海面上昇をテーマにスミスCEO自身がグリーンランドなどを取材するVice on HBOのシリーズ。海面上昇が大惨事を招くと警鐘を鳴らしている
Vice Mediaはサブカルチャー系雑誌から出発した経緯から、強いクリエイティブ人脈をもつ。その1人が、同社のクリエイティブ・ディレクターで、アカデミー・オリジナル脚本賞、ベルリン国際映画祭銀熊賞受賞の映画監督スパイク・ジョーンズ氏だ。同氏は「VICELAND」について「素晴らしい視点をもつ、いままでにないチャンネルになる」と話した。
広告とコンテンツの両方を制作
スミス氏はテレビ事業で番組と広告制作の両方を担う「新しいビジネスモデル」を模索しているという。自社内の広告制作会社「バーチュー(Virtue:「美徳」の意。社名のVice「悪徳」の反意語)」は、オンライン動画広告を制作しており、今後はテレビコマーシャル制作を見越している。

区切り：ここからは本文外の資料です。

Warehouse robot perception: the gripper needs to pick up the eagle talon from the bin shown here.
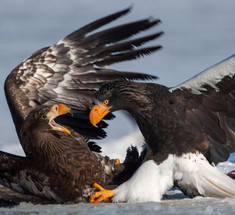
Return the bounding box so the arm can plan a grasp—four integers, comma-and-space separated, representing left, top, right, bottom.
114, 158, 121, 166
89, 183, 114, 203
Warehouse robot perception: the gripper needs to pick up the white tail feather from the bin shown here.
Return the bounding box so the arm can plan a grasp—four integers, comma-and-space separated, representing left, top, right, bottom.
175, 153, 235, 198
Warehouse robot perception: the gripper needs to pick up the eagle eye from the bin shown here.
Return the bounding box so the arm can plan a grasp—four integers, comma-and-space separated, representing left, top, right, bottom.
41, 114, 47, 119
103, 99, 109, 105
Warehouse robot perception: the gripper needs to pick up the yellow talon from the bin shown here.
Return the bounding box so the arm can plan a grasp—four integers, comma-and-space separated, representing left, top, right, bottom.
89, 183, 114, 203
114, 158, 121, 165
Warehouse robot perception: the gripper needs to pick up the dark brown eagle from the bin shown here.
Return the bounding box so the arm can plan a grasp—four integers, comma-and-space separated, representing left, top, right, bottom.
0, 9, 162, 202
90, 55, 235, 202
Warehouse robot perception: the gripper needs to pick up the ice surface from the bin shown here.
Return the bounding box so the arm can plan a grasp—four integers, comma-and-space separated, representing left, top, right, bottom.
0, 197, 235, 215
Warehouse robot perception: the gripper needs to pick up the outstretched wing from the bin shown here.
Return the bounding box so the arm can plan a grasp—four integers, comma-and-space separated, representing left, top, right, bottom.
171, 55, 235, 163
5, 9, 162, 138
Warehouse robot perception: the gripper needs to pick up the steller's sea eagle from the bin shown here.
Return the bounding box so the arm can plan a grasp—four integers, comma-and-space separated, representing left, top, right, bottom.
0, 9, 162, 203
90, 55, 235, 202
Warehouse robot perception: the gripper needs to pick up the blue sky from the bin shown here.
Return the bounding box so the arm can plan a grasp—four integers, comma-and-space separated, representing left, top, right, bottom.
0, 0, 235, 153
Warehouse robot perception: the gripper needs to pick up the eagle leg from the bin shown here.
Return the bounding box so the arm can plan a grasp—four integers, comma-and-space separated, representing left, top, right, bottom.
114, 158, 121, 166
89, 183, 114, 203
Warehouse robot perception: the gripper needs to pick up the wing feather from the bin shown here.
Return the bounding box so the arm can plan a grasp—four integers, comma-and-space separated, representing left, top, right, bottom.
171, 55, 235, 163
5, 8, 162, 138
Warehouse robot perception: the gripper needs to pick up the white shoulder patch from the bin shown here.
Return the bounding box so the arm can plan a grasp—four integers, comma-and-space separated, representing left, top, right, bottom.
170, 54, 235, 94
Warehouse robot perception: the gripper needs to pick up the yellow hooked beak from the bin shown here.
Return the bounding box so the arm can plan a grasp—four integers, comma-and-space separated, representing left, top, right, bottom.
46, 104, 72, 134
89, 102, 112, 127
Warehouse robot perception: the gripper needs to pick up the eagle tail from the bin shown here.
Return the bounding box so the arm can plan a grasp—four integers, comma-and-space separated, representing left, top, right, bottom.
175, 153, 235, 198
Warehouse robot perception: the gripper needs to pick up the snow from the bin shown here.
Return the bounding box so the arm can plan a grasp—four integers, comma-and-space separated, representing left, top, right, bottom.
0, 197, 235, 215
0, 0, 235, 215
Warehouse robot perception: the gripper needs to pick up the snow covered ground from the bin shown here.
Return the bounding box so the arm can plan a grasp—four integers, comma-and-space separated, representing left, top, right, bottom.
0, 0, 235, 215
0, 197, 235, 215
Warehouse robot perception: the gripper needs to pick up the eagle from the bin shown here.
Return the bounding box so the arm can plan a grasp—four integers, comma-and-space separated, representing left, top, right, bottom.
90, 55, 235, 202
0, 8, 162, 203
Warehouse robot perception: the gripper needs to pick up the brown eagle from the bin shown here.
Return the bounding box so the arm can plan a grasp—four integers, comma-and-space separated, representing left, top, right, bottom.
90, 55, 235, 202
0, 8, 162, 203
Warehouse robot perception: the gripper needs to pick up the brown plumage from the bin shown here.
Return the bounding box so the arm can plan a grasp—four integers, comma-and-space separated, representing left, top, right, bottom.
0, 9, 162, 202
90, 56, 235, 201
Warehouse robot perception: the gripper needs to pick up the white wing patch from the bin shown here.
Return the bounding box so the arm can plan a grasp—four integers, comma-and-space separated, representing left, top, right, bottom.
112, 152, 235, 202
170, 54, 235, 94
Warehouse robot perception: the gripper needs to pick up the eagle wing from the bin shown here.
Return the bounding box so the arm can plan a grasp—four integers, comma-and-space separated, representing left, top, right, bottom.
5, 8, 162, 138
171, 55, 235, 163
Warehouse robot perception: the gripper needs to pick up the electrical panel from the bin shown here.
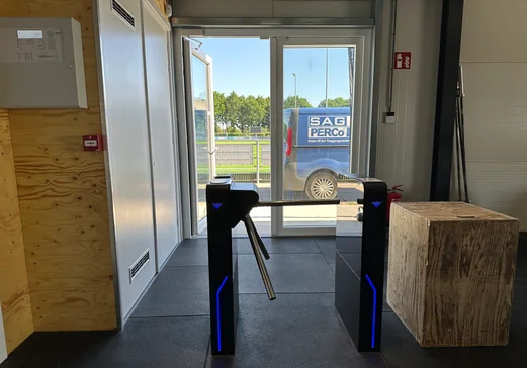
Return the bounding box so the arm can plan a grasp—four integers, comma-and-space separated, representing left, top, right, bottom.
0, 17, 88, 109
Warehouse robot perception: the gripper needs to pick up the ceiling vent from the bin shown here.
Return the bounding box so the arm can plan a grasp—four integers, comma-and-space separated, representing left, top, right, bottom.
112, 0, 135, 29
128, 250, 150, 283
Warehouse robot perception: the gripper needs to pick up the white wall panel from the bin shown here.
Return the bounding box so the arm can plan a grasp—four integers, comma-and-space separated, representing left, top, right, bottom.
463, 63, 527, 162
173, 0, 273, 18
460, 0, 527, 227
173, 0, 371, 18
461, 0, 527, 63
273, 0, 372, 18
467, 162, 527, 232
98, 0, 155, 317
375, 0, 442, 201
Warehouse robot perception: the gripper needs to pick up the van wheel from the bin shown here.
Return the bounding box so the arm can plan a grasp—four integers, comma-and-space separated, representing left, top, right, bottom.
306, 172, 337, 200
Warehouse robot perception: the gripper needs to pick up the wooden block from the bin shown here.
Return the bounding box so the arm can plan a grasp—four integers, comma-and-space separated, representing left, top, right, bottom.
387, 202, 519, 347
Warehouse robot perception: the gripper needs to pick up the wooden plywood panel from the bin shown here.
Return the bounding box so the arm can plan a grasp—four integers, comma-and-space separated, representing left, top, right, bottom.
29, 273, 115, 331
461, 0, 527, 63
0, 0, 116, 331
273, 0, 372, 18
0, 110, 33, 352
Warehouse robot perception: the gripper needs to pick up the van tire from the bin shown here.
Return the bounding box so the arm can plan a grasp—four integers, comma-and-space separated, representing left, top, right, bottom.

「ビジネスインサイダー」によると、スミス氏は「我々はテレビに『ネイティブアド』をもち込む、最初のメディアになるだろう。テレビの収益化方法を変える」と説明。この「ネイティブアド」の意味は不透明で、今後の展開に注目が集まる。
紙からWeb、そしてテレビへと変遷
1994年にカナダ・モントリオールで創業したVice Media。当時から現在まで雑誌を発刊し、Webに進出した。2006年にデジタル動画へ参入して以来、若者の強い支持を受け、同事業を拡大。2013年12月にはニュースメディア「Vice News」を設立した。「Vice News」はイスラム国潜入ルポ動画など、世界各地を取材した長尺のドキュメンタリー動画でトラディッショナル・ニュースメディアを追い上げている。
Vice Mediaの企業価値が拡大した大きなキッカケは、「メディア王」ルパート・マードック氏による出資だ。同氏は2013年8月、7000万ドル(約86億円)でVice Media株5%を取得。これによりVice Mediaの信頼が増し、その当時、評価額が14億ドル(約1724億円)に達した。
しかし、同社の評価額は留まる所を知らず、マードック氏傘下の「ウォールストリートジャーナル」は2015年11月時点で、一年前に25億ドル(約3079億円)だった評価額が、45億ドル(約5543億円)まで伸びた、と主張している。
これによりスミスCEOの資産は、数億ドル程度まで膨張。富裕層が居住するカルフォルニア州サンタモニカに4300平米、ベッドルーム12部屋の豪邸を2300万ドルで購入するほどだ。
歩み寄る、新興メディアとテレビ業界
新興Webメディアのテレビ参入は、Vice Mediaに限ったことではない。両者の「婚姻」には理由がある。ミレニアル世代と呼ばれる、「テレビ離れ」したデジタルネイティブな若年層の確保に苦しむテレビ局側。対して、新興メディア側は次のステップとして、テレビ、映画など、より規模の大きな市場へのアクセスを必要としているのだ。
動画の視聴方法で、ミレニアル世代(18〜34歳)と、X世代とベビーブーマーの若い世代(35〜58歳)を比較。ミレニアル世代が動画をオンラインで視聴する傾向が強い。(出典:フォレスター)
米国の4大テレビネットワークのひとつ、NBCUは2015年夏にBuzzFeed、Vox Mediaにそれぞれ2億ドル(約246億円)を投資した。両者はテレビ、映画、オリンピックだけでなく、広告関係でも協力するとしている。
米広告メディア「Adage」によると、この投資はNBCUの「ミレニアル世代買い」だ。ユーザーのタッチポイントは多様化しており、NBCUは高めの年齢層が利用するテレビに強く、BuzzFeed、Vox Mediaは若年層の好むデスクトップ、モバイルに強く、相互補完的といえる。BuzzFeedはソーシャルメディア解析ツール「Pound(ネットワーク拡散の理解と最適化の手段)」、Vox Mediaも広告主に開放された独自コンテンツマネジメントシステム「Chorus」でソーシャル時代に適合したターゲティングができると謳う。
メディアコンサル・投資会社ブレイブベンチャーズ共同創業者のジェス・レドニス氏は「極めて素晴らしい組み合わせだ。NBCUはBuzzFeedとVox Mediaに彼らが切望していた信頼を与える。BuzzFeedとVox MediaはNBCUに若いオーディエンスを与え、多様なモバイルに届くコンテンツを提供する」と指摘した。
もう一方でBuzzFeed、Vox Mediaは、NBCUの経営支配権を握るメディア・通信大手「コムキャスト」がもつ、全米最大のケーブルテレビ網にアクセスできるかもしれない。